What do you think about the responses generated by this:

https://www.konjer.xyz/the-alchemist (disclaimer: built by me)

What specifically is missing from the answers in your opinion?

gigel823y ago

That's pretty interesting but ideally, I'd be able to upload my own book (txt, pdf, epub) and interact with it. It's lacking implementation details so not sure if you use embeddings, fine tuning or a novel approach.

ElFitz3y ago

Could using GPT3 (davinci-003) to generate embeddings, then searching your vector database for relevant excerpts, then providing the results as context for the prompt lead to something close enough?

gigel823y ago

No. That works for documentation where you do text search and extract paragraphs around the results for "context".

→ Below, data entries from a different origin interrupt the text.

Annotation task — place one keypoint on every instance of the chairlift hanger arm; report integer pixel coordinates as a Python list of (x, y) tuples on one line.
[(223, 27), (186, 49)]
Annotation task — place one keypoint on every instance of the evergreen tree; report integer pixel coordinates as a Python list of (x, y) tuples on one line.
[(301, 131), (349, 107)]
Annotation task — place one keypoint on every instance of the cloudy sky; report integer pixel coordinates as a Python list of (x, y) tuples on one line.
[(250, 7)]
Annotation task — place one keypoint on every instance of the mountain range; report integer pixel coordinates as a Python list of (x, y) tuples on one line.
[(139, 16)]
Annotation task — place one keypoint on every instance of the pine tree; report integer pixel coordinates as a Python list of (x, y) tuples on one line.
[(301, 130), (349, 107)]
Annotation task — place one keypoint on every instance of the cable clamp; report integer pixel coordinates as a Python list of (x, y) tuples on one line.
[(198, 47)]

I want it to understand a complete fiction book and tell me about how a character grows throughout their journey from chapter 1 to chapter 12 over 350 pages.

1 more reply

nico3y ago

Right now that’s not a use case supported out of the box by ChatGPT.

It also seems to be one of the most important limitations of ChatGPT, and a lot of people/teams are looking for solutions.

DebtDeflation3y ago

I work in consulting and this is literally the use case that every single client wants right now - the ability to ingest a corpus of documents into ChatGPT or similar and then have it generate responses based on natural language questions. Right now most people are faking it by running the search using some other tool like Solr/ES and then taking the snippets that are returned and assembling them into a prompt that gets passed to ChatGPT.

1 more reply

ilaksh3y ago· 5 in thread

5 pages fits in the context window. How exactly do you plan on expanding the limit? Without explanation we have to assume you haven't completely solved your core technical challenges.

In my testing the biggest challenges with using for example OpenAI embeddings with cosine similarity or something are A) figuring out the section breaks or right chunk size so that information stays in context and B) retrieving enough chunks to get the correct hit for a query without having too much extraneous information that confuses it.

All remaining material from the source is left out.